I have a data frame of attributes associated with loans that have been approved, are pending review or have been declined. One of the attribute fields in the data frame is the town where the loan application originated. I would like to to create a new matrix that has all the town names in the rows and the count of how many loans have been approved, pending review or declined in the columns. Here is illustrative data:
Town<-c("Andover","Cheshire", "Andover", "Burlington", "Albany", "Cheshire")
Status<-c("Approved","Declined", "Pending", "Pending", "Approved", "Declined")
ApplicationYear<-c(2013,2015,2014,2014,2015,2013)
Data<-data.frame(cbind(Town,Status,ApplicationYear))

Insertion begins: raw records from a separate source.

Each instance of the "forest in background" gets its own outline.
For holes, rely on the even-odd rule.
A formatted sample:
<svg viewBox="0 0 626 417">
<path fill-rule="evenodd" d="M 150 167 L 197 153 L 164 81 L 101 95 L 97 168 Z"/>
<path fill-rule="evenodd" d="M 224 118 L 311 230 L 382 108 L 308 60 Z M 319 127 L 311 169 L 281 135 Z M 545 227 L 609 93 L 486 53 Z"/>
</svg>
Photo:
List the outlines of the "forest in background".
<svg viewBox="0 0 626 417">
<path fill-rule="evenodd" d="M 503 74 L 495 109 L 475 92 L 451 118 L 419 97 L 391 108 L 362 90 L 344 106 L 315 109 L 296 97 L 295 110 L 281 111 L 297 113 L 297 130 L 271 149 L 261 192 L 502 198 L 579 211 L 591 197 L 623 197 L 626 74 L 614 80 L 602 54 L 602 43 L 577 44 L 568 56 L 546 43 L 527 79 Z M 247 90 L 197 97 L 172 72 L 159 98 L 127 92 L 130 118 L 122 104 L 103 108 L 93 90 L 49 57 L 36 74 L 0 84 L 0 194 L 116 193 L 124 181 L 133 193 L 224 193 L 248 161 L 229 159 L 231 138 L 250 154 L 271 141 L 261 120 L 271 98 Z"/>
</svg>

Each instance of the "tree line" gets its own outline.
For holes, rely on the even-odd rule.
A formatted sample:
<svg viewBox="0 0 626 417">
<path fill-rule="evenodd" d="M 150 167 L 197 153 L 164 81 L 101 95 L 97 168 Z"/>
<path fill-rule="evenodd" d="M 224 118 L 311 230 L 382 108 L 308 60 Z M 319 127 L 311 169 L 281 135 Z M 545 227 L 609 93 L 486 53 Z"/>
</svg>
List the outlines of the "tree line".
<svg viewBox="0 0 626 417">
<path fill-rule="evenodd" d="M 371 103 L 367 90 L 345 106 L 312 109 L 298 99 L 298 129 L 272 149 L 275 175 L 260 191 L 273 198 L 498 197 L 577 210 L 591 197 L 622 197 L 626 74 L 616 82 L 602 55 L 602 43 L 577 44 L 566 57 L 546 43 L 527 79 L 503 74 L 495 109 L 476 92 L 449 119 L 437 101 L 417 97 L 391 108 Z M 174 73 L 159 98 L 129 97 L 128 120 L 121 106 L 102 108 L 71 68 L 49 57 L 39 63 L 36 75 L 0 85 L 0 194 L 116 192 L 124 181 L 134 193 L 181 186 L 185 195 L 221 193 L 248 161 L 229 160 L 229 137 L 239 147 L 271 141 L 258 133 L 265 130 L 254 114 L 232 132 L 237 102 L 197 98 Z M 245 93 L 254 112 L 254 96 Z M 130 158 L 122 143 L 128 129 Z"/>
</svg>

Town Status ApplicationYear
1 Andover Approved 2013
2 Cheshire Declined 2015
3 Andover Pending 2014
4 Burlington Pending 2014
5 Albany Approved 2015
6 Cheshire Declined 2013
I am able to arrange the counts of loans by status and by town using table "for" each status type and then cbind.
Approved<-table(Data[Data$Status=="Approved",]$Town)
Declined<-table(Data[Data$Status=="Declined",]$Town)
Pending<-table(Data[Data$Status=="Pending",]$Town)
cbind(Approved,Declined,Pending)
Approved Declined Pending
Albany 1 0 0
Andover 1 0 1
Burlington 0 0 1
Cheshire 0 2 0
However, I would like to find a more elegant and shorter way to obtain the same result using for or another command.